Key findings from the 2026-04-08 literature survey (stored in docs/reference/kd_architecture_review.md):

Q1: Chronos Feature-based KD - DistilTS (ICASSP 2026, arXiv:2601.12785) is the direct competitor — uses Chronos as frozen zero-shot Teacher with Factorized Temporal Alignment Module - EC aggregate fine-tuning of Chronos is feasible (LoRA, low cost) but yields only aggregate-level peak patterns, not individual household patterns - Best Chronos hidden state extraction layer: final 2-3 encoder layers

Why: DistilTS선점 위험 대응 전략 수립에 필요. Dual-Teacher (GWN+Chronos) 차별화 근거 확보. How to apply: Phase 2 KD 설계 시 Chronos fine-tuning 여부를 실험 변수로 포함. EC 집계 fine-tuning은 개별 가구 Teacher로 불완전함을 주의.

Q2: GWN A_adp Validation - GWN paper itself validates via 5-variant ablation (forward/backward/adaptive combinations) - Trivial detection metrics: column variance, diagonal dominance ratio (>0.7 suspicious), matrix entropy, effective rank - Cross-validation with Pearson correlation matrix is the recommended domain-knowledge check

Why: A_adp가 trivial하면 KD contribution 주장 약화. 논문 contribution 방어에 필수. How to apply: exp-expert에게 50x50 A_adp heatmap + column variance + diagonal dominance ratio 측정 위임.

Q3: EC Multivariate Teacher Candidates - iTransformer (ICLR 2024 Spotlight) is best fit: variate-level tokens allow direct per-household hidden state extraction via enc_out[:, j, :] - GWN (current) vs. iTransformer comparison experiment recommended - arXiv:2502.12175 warns that adding GNN spatial structure to EC load forecasting does not always improve performance

Why: Phase 2 Teacher 선정에 직접 영향. iTransformer를 추가 실험 후보로 등록. How to apply: iTransformer를 EC Teacher 후보로 추가. GWN 대비 PAPE 비교 실험 설계.

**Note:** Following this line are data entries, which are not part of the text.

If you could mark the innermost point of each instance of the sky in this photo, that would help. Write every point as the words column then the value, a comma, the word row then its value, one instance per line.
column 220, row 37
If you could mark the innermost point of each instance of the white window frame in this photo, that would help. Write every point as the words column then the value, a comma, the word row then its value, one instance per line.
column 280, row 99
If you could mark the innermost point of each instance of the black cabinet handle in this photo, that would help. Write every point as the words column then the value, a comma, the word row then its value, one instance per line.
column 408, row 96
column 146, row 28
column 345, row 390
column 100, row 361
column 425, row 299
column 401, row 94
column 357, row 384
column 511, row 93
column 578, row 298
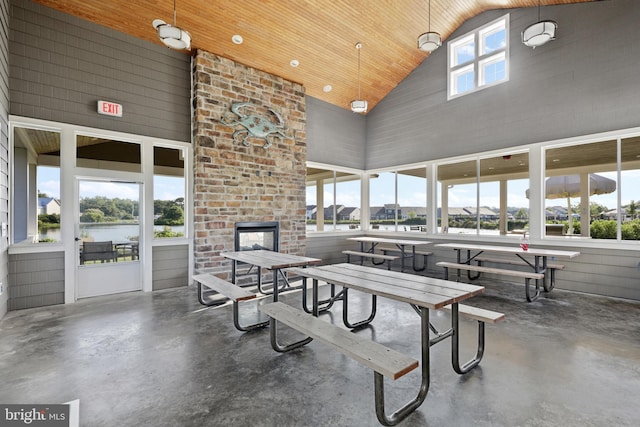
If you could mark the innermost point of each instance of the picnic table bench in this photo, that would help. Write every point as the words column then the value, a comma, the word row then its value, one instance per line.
column 422, row 293
column 526, row 275
column 373, row 256
column 233, row 292
column 552, row 267
column 392, row 244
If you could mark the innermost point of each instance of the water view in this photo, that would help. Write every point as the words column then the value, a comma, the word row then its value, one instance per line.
column 101, row 232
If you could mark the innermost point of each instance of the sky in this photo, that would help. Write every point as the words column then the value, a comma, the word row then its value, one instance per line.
column 412, row 192
column 165, row 188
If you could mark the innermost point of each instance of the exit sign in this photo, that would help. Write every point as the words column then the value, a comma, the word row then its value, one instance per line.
column 109, row 108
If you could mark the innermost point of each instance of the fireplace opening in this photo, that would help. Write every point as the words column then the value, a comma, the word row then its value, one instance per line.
column 251, row 236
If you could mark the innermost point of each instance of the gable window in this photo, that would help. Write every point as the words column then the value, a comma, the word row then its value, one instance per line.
column 479, row 59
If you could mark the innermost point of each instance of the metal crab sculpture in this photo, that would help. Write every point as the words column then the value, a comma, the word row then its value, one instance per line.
column 255, row 126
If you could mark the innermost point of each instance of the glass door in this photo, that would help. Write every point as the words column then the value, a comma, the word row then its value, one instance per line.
column 108, row 230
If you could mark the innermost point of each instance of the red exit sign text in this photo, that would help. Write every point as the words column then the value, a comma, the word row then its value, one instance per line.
column 109, row 108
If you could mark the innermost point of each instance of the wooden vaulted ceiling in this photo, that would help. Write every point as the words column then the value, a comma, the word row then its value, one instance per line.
column 319, row 34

Q4: Lightweight Student Models - No standard architecture exists for adjacency-matrix-as-auxiliary-input non-GNN student - Priority ranking: TiDE (adj as static covariate, P1) > TSMixer (channel-mixing + A_adp init, P1) > DLinear (current baseline, P0) > FITS (ultra-lightweight, P2) > PatchTST-small (feature KD, P2) - TSMixer channel-mixing weight initialization with A_adp is a novel, unpublished contribution opportunity - TimeDistill (KDD 2026) validated DLinear, FITS, TSMixer as student models

Why: Student 다양화로 ablation 실험 강화 및 논문 contribution 확보. How to apply: TiDE와 TSMixer를 DLinear 대비 baseline으로 추가. TSMixer+A_adp 초기화를 독자 contribution으로 설계.